I became militant about counting calories, and even when I weighed 93 pounds, I was enthusiastically encouraged to keep destroying myself both directly and indirectly. Diet culture is ALL ABOUT this idea of denial, of giving things up: sodas! Desserts! Excess salt! Meals? Sure! Why not “meals” too? I lived in a perpetual haze of exhaustion and soreness. I bruised at the mere thought of bruising.

 

My lowest point — and I’m so happy to tell you all about this — came when I was working at the candy store. My stomach hurt from hunger and I couldn’t think straight. I helped myself to four jelly beans from the jelly bean display. Just 4 jelly beans. Jelly beans! An Easter staple! We’re staying on theme here!

 

After I swallowed these beans almost whole, I roiled with anger at myself. “A jelly bean has four calories,” I raged. “That’s sixteen calories over the daily limit, in one split second of weakness!” Then, for the first time ever, a dark voice in the back of my head whispered to me, “Go throw them up before it’s too late.” I remember standing at the top of the stairs, ready to run and try to make myself throw up at work — something I’d never done before. I saw myself from the outside, hovering outside of my body. It was as if there were words written in the air in front of me: YOU HAVE AN EATING DISORDER, they said. That wasn’t the moment I started getting better, not even by a long shot. But it was the turning point in my thinking, when I finally realized the thing I’d thought was soo good for me was in fact, the worst thing for me. Those “little” sacrifices, here and there? All the little things I gave up? That wasn’t self-improvement. It was UNHEALTHY.

 

Is it any wonder, then, that this little tradition of self-denial rubs me the wrong way? It has taken me years to be able to hear “diet talk” without fearing a relapse. To be honest, I still have a complicated relationship with the concept of exercise, remembering how I used to punish myself by moving my body to the point of collapse when I’d slipped up and eaten “too much.” For me, giving something up isn’t a harmless step to self-improvement — it’s one giant leap into starving myself.

 

So I’m giving up “giving up” things for Lent…for Lent.
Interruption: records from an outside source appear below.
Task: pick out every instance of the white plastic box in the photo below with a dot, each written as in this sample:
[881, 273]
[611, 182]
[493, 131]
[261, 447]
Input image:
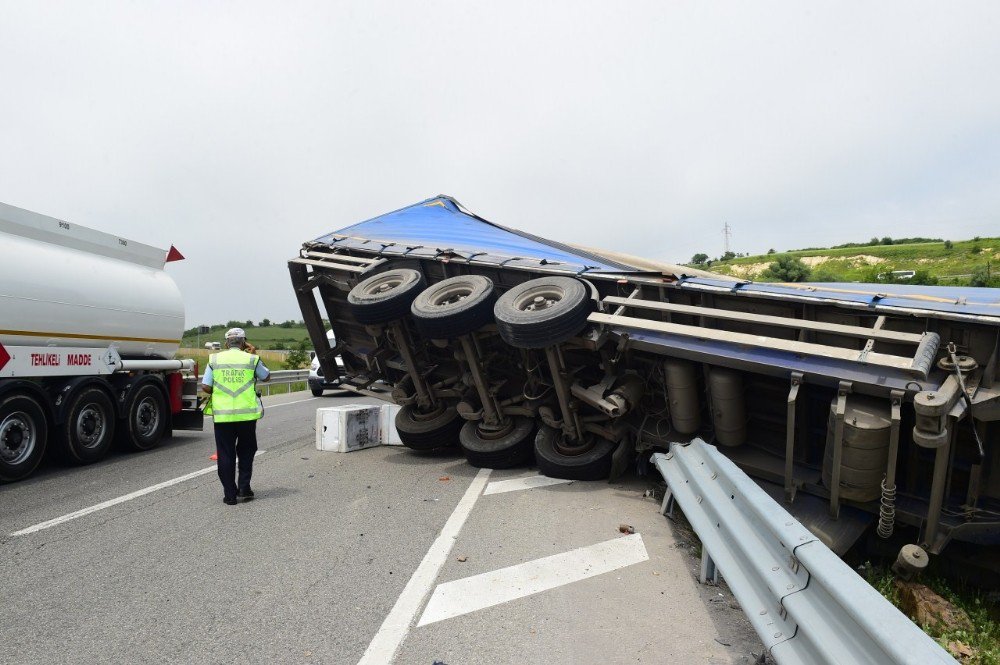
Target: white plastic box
[390, 437]
[348, 427]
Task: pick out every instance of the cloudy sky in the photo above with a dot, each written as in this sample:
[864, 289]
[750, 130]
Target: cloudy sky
[236, 130]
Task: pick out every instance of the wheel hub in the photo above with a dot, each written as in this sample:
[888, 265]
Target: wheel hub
[451, 296]
[572, 448]
[90, 426]
[491, 432]
[147, 417]
[17, 438]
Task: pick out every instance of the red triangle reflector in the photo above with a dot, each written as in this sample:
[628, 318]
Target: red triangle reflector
[174, 255]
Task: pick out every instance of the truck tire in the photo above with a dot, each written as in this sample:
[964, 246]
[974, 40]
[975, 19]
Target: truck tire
[504, 452]
[543, 312]
[454, 307]
[386, 296]
[145, 421]
[593, 464]
[89, 430]
[23, 434]
[420, 432]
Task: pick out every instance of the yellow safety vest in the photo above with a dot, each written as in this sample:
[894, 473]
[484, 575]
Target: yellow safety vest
[233, 397]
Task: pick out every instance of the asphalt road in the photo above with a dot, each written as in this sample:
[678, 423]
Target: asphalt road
[310, 570]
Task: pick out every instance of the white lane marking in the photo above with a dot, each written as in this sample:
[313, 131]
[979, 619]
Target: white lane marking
[397, 624]
[478, 592]
[515, 484]
[56, 521]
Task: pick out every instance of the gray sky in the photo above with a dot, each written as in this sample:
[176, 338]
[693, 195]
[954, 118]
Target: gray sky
[236, 130]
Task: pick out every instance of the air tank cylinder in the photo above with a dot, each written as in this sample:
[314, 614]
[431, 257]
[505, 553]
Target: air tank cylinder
[867, 426]
[682, 392]
[729, 412]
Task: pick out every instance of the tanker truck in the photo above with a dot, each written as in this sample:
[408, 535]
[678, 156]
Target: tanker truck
[89, 325]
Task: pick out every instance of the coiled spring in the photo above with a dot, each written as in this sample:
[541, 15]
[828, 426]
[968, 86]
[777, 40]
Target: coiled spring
[887, 510]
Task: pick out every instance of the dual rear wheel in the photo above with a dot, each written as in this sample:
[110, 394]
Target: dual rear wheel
[533, 315]
[89, 430]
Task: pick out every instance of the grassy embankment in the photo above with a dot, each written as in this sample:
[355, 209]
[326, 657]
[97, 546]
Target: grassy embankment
[950, 266]
[984, 638]
[263, 337]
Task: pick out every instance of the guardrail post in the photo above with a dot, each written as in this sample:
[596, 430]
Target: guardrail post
[708, 569]
[838, 447]
[793, 395]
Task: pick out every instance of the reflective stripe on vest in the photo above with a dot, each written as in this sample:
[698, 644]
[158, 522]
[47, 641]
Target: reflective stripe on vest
[233, 377]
You all, you can do what you want. Don’t mind me when I wince at your devotion to giving up sugar, chocolate, French fries, or drinking for Lent. I’m not so recovered that I can talk about these things without wondering, in the back of my mind, if maybe I should give up something as well. I’m afraid of tripping, and falling down that slippery slope into self-destruction. Good luck with your Lenten sacrifice, your New Year’s resolutions, your diets as well. I’ll be over here deprogramming myself. That’s my self-improvement goal.